On the campaign trail, Donald Trump promised to end the Russia-Ukraine war in a single day. After more than 100 days back in the White House, Trump seems closer to ending America’s diplomacy than Russia’s war, writes Andrew Day, the senior editor of ‘The American Conservative’.
Last Friday, Trump officials announced the administration was withdrawing from formal peace negotiations. Tammy Bruce, the State Department spokesperson, explained, “We will continue to help, but we will no longer fly around the world as mediators in meetings.”
One day earlier, Vice President J.D. Vance had been even blunter, saying the war is “not going to end any time soon.”
As Trump officials reflect on why their intensive efforts didn't produce peace, they should consider the worrisome possibility that Russia’s military appetite has grown with the eating. If Moscow hopes to swallow the Black Sea port city Odessa — which the Kremlin considers deeply Russian — then it won’t soon consent to a settlement in which the current battle lines are frozen and heavily fortified, as Vance recommended last year.
An even more worrisome possibility: Stupid U.S. policies since the Cold War — in particular, NATO expansion and the pledge to bring Kiev into the alliance — have inflamed revanchist and imperialist tendencies inside Russia. Even if the full-scale invasion of Ukraine was motivated largely by normal security concerns — as I believe it was — Russia may have developed an ambition to reassert some type of control over its entire historical sphere of influence, international borders be damned. The increasingly bellicose rhetoric of Russian hardliners throughout the war — figures like the political scientist Sergei Karaganov, the former President Dmitry Medvedev, and the philosopher Aleksandr Dugin — suggest that this is the case.
Hardliners aren’t the only problem. One reason Trump’s attempt at mediation has floundered is that most Russians, including the relative moderates, doubt that America can be an impartial mediator in this war. For them, the U.S. is a party to the conflict, if not the main enemy that Russia is fighting in Ukraine. Considering the Biden administration’s deep involvement in the war — featuring not just weapons deliveries to Ukraine but targeting assistance and logistical coordination — the prevalence of this view is hardly surprising, though still frustrating for a new American president who seeks to stop a war that started on his predecessor’s watch.
That U.S. mediation efforts came to a halt Friday amid a lack of diplomatic progress didn’t surprise me, and not just because of the obvious complexities involved in resolving the war. Earlier in the week, I had participated in U.S.-Russia track II talks that left me more pessimistic about the prospects for peace. Other participants on the American side shared this impression, though not all.
Our Russian colleagues, whether as a negotiating tactic or out of sincere confidence about their nation’s geopolitical and military position, drove a hard bargain and seemed to expect that all of Moscow’s war aims will be achieved, including the demilitarization of Ukraine.
Last week brought signs that Trump really is seeking to ramp up pressure on Putin.

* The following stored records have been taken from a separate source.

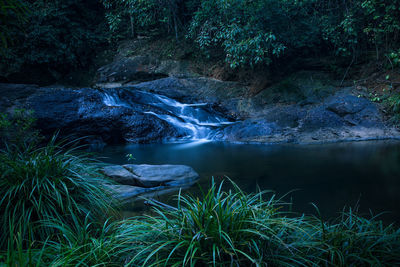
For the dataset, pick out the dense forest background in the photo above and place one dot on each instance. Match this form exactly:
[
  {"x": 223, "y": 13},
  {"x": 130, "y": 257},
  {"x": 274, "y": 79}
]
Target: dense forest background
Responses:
[{"x": 49, "y": 39}]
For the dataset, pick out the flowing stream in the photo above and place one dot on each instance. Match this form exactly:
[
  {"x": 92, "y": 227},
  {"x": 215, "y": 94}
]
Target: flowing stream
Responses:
[
  {"x": 363, "y": 175},
  {"x": 196, "y": 121}
]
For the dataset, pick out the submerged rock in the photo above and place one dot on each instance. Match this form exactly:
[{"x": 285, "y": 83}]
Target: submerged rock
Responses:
[
  {"x": 137, "y": 180},
  {"x": 120, "y": 175},
  {"x": 84, "y": 112},
  {"x": 167, "y": 175}
]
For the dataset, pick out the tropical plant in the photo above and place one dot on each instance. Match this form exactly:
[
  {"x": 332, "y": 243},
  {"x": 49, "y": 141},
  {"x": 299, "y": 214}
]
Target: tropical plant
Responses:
[
  {"x": 50, "y": 182},
  {"x": 223, "y": 229},
  {"x": 84, "y": 243}
]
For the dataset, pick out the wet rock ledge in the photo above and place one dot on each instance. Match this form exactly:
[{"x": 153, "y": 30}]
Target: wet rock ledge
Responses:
[{"x": 134, "y": 180}]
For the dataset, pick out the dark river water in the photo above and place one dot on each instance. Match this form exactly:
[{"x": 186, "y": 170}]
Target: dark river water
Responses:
[{"x": 363, "y": 174}]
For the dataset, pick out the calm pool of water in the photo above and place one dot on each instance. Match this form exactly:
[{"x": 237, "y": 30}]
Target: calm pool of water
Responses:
[{"x": 364, "y": 174}]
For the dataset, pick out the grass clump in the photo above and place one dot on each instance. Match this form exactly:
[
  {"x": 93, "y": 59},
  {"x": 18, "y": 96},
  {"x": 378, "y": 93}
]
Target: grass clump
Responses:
[
  {"x": 352, "y": 240},
  {"x": 237, "y": 229},
  {"x": 47, "y": 183},
  {"x": 223, "y": 229}
]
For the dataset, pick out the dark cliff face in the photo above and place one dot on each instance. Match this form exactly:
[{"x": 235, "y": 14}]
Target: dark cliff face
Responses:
[
  {"x": 82, "y": 112},
  {"x": 339, "y": 116}
]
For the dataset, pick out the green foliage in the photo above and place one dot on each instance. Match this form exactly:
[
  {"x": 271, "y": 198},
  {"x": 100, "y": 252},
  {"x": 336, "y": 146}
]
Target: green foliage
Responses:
[
  {"x": 224, "y": 229},
  {"x": 84, "y": 243},
  {"x": 253, "y": 32},
  {"x": 236, "y": 229},
  {"x": 355, "y": 27},
  {"x": 50, "y": 182},
  {"x": 357, "y": 241},
  {"x": 221, "y": 229},
  {"x": 128, "y": 17}
]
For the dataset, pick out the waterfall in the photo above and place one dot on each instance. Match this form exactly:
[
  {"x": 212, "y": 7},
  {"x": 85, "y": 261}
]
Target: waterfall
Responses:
[{"x": 196, "y": 121}]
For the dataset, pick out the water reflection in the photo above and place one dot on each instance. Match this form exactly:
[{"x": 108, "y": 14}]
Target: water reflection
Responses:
[{"x": 332, "y": 176}]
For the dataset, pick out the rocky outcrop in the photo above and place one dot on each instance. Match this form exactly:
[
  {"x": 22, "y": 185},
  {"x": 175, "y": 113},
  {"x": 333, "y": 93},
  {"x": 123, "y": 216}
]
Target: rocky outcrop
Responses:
[
  {"x": 84, "y": 112},
  {"x": 139, "y": 69},
  {"x": 157, "y": 175},
  {"x": 137, "y": 180},
  {"x": 341, "y": 117}
]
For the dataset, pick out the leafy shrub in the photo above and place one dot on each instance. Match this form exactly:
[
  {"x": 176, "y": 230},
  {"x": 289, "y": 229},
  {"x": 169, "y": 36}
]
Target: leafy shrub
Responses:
[
  {"x": 254, "y": 32},
  {"x": 46, "y": 183},
  {"x": 236, "y": 229},
  {"x": 84, "y": 243},
  {"x": 222, "y": 229},
  {"x": 356, "y": 241}
]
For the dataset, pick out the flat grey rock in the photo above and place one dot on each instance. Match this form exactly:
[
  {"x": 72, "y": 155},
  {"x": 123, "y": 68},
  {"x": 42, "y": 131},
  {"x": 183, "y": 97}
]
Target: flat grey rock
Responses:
[
  {"x": 120, "y": 175},
  {"x": 129, "y": 192},
  {"x": 162, "y": 175}
]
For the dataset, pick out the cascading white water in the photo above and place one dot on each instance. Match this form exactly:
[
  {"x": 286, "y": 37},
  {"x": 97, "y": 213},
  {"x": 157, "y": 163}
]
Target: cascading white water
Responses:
[{"x": 194, "y": 120}]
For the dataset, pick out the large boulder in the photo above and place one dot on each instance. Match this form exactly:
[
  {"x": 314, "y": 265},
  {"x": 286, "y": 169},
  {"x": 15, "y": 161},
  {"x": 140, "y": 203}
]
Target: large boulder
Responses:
[
  {"x": 162, "y": 175},
  {"x": 341, "y": 117},
  {"x": 146, "y": 180},
  {"x": 120, "y": 175}
]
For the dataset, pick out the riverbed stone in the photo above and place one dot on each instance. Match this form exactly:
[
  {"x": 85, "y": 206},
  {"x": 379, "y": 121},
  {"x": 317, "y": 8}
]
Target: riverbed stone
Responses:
[
  {"x": 82, "y": 112},
  {"x": 162, "y": 175},
  {"x": 120, "y": 175},
  {"x": 129, "y": 192}
]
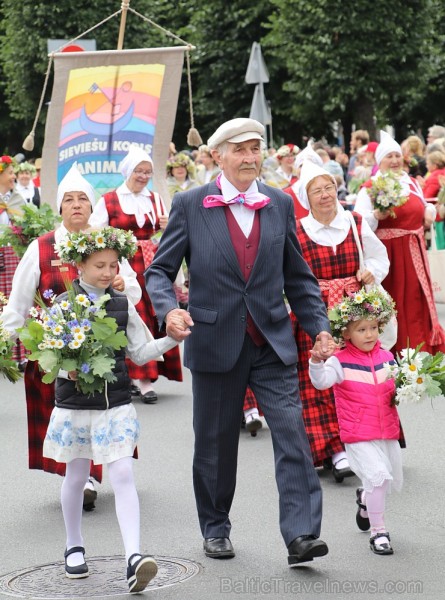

Two days before the White House withdrew from peace talks, it signed a long-awaited minerals deal with Ukraine that cements U.S. investment in the country’s future stability and prosperity. Shortly after the deal was signed, Trump authorized a new weapons delivery to Ukraine, the first such move since he took office. Moreover, the U.S. has refurbished a Patriot air-defense system based in Israel and will send it to Ukraine, the New York Times reported this weekend. Meanwhile, the White House and Congress have each cobbled together a sanctions package that would target Russian energy.
Trump is notoriously unpredictable, but these developments suggest that the U.S., rather than continuing to present itself as a third-party arbitrator, will align more closely with Ukraine and try to increase the costs for Russia of sustaining the war.
Simply put, Washington doesn’t have big enough sticks to force Russia to stop the war — the “unipolar moment” truly is over. Fortunately, Trump has managed to engineer a large carrot that could help entice Moscow to make peace. In the opening weeks of the administration, the White House not only reestablished diplomatic contacts with the Kremlin but put on the table a grand U.S.-Russia rapprochement, which Putin seems to desire. In last week’s track II talks, the Russians conveyed a strong interest in better bilateral relations.
Trump is no doubt disappointed that he has failed to resolve the Russia-Ukraine war as swiftly as he promised. Yet he’s not even four months into his second administration, and the conflict, despite the present impasse, is nearer resolution than when he assumed office. Thanks to U.S. pressure, in recent weeks Zelensky and Putin have each executed a remarkable volte-face by expressing openness to direct talks between their nations.
The one-page peace proposal that the White House presented last month is fair and reasonable, and it can still serve as a starting point for negotiations. If the U.S. can get Moscow and Kiev to agree to it, then Trump will have acted as the “peacemaker and unifier” that in his inaugural address he promised to be. Surely that remains a political goal worth pursuing, however challenging it has proven to achieve.